AIMing a light across millions of kilometres
Imagine beaming a light across millions of kilometres of empty space, all the way back to Earth. ESA’s proposed Asteroid Impact Mission is intended to do just that: demonstrate laser communications across an unprecedented void.
The Asteroid Impact Mission, or AIM, undergoing detailed design ahead of a final go/no-go decision by ESA’s Ministerial Council in December 2016, is a deep-space technology-demonstration mission that would also be humanity’s first probe to a double asteroid.
Among its innovative technologies, laser communications would return results to scientists several times faster than standard radio signals.
“Optical communications in general is not yet a well-established technology for space and ESA’s European Data Relay System (EDRS) will be the first commercial application,” explains ESA optics engineer Zoran Sodnik.
“In principle it works something like Morse code, with encoded rapid flashes on and off. ERDS with satellites in high orbits will use laser links to return environmental data from Europe’s low-orbiting Sentinel satellites on a realtime basis, a technique previously demonstrated using ESA’s Alphasat and Artemis telecom missions.

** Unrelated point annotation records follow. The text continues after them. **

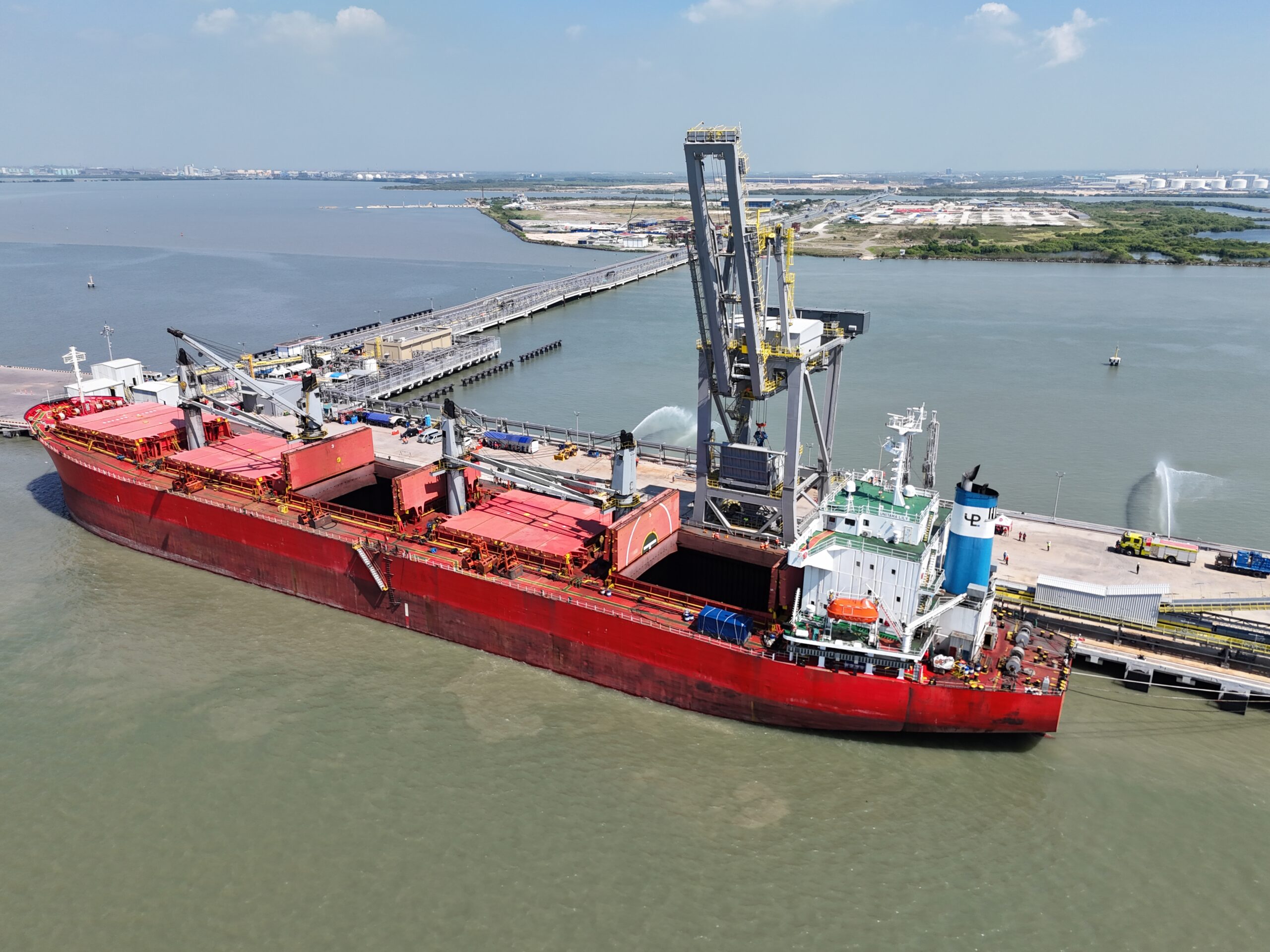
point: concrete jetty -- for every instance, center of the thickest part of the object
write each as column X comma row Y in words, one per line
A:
column 463, row 321
column 513, row 304
column 22, row 388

“In 2013 ESA’s Optical Ground Station in Tenerife participated in a two-way contact with NASA’s LADEE lunar orbiter, across 400 000 km.
“But AIM will need to operate much further: we are benchmarking a maximum span of 75 million kilometres, or half the distance between Earth and the Sun. That might sound like a lot, but operating around Mars one day will involve much further distances still.”
A laser beam shone back from AIM’s 13.5 cm-diameter laser telescope at such a distance would have a ground footprint of about 1100 km – further than from London to Berlin. Also a lot but the equivalent radio beam radiating out across space would end up wider than our whole planet.
“The much higher frequency of laser light is what gives us higher directivity and as a result increased bandwidth,” adds ESA laser engineer Clemens Heese.
“At the same time, many photons will get lost on the way, so we need to use sophisticated photon counting methods to detect the signal reliably using our receiver telescope of around 1 m diameter.
“While radio communications is a very mature technology and close to optimum efficiency, there’s still lots of room for development with optical communications. So this is the way we need to go to really boost the quantity and speed of data we can deliver to scientists.”
To meet the challenge, ESA’s AIM team this month issued technology pre-development contracts to industry to tackle key issues including telescope design, detector electronics and coarse and fine-pointing systems. To give an idea of the kind of pointing required, AIM will need to align with the signal from Earth to within the diameter of planet Mars seen in our terrestrial sky.
“At 39.3 kg, AIM’s laser system will be one of the single largest payload items,” explains Andres Galvez, heading ESA’s Science Analysis and System Support Unit.
“We intend to gain maximum utility from it, by also using it for scientific purposes: the laser can also serve as an altimeter to chart the asteroid.”
The system design is led by RUAG Space in Switzerland, building on its existing family of Optel laser communication terminals, the latest of which is tailored for direct-to-Earth downlinks from minisatellites.